Location: Alberta, Jasper National Park

Elevation: 3,363 metres

Range: Canadian Rockies

Scanning the surrounding peaks from the Jasper town site there is one that stands out among the others for its height and beauty. Mount Edith Cavell, with its tilted strata and bands of snow sends a white incisor peak skyward above the other mountains. In 1924 a road was built up to the base and visitors since then have swarmed to the classic view of the mountain from this side.

Known to the aboriginal people as White Ghost, the French voyageur explorers called it La Montange de la Grande Traverse because once they passed it on their journey to the Athabasca Pass they began the long journey to the continental divide. It later became known as Fitzhugh and Geikie among other names. The mountain received its present name in 1916 and the reason for the naming is an inspiring story. An English nurse named Edith Louise Cavell was working at a hospital in Belgium when WWI broke out. The hospital became a Red Cross and she was responsible for caring for wounded German soldiers. However, she became involved in an underground movement to help British, French and Belgian soldiers escape to Holland. A spy asked her to help him escape and she was found out by the German authorities and arrested in August of 1915, coincidentally the same month that the mountain in Canada was first climbed by A. Gilmour and E. Holway. She was found guilty of having helped more than 200 troops escape, though he still continued to faithfully care for the wounded German soldiers in her charge. On October 12th, 1915 she was executed by firing squad. The night before her execution she was permitted a visit by a British officer and he recorded her final words to him, “I see now that patriotism is not enough. I must have no hatred or bitterness towards anyone.” Her death became an incident for propaganda in Great Britain. In Canada, it was proposed that a mountain be named after her and thus her name was given to the stunningly beautiful mountain with the Angel Glacier tumbling 300 metres down to Cavell Lake. For more information about the naming of Mt. Edith Cavell check the source here.

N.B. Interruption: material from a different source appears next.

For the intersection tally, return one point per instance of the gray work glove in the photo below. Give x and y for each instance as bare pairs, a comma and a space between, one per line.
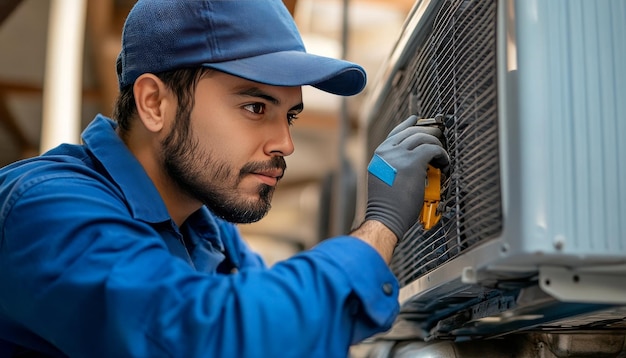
397, 174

Mt. Edith Cavell is not only popular with tourists but with hikers and climbers because it has some mostly non-technical scrambles to the top. Summit reports mention some difficult parts with perennial snow where crampons and an ice axe are essential and some scrambles are quite exposed with long drops down to the “mud puddle” (Lake Cavell) far below. Most who have climbed this mountain claim it is one of the most memorable climbing experiences worth repeating.

Mt. Edith Cavell (c) and Sorrow Peak (r).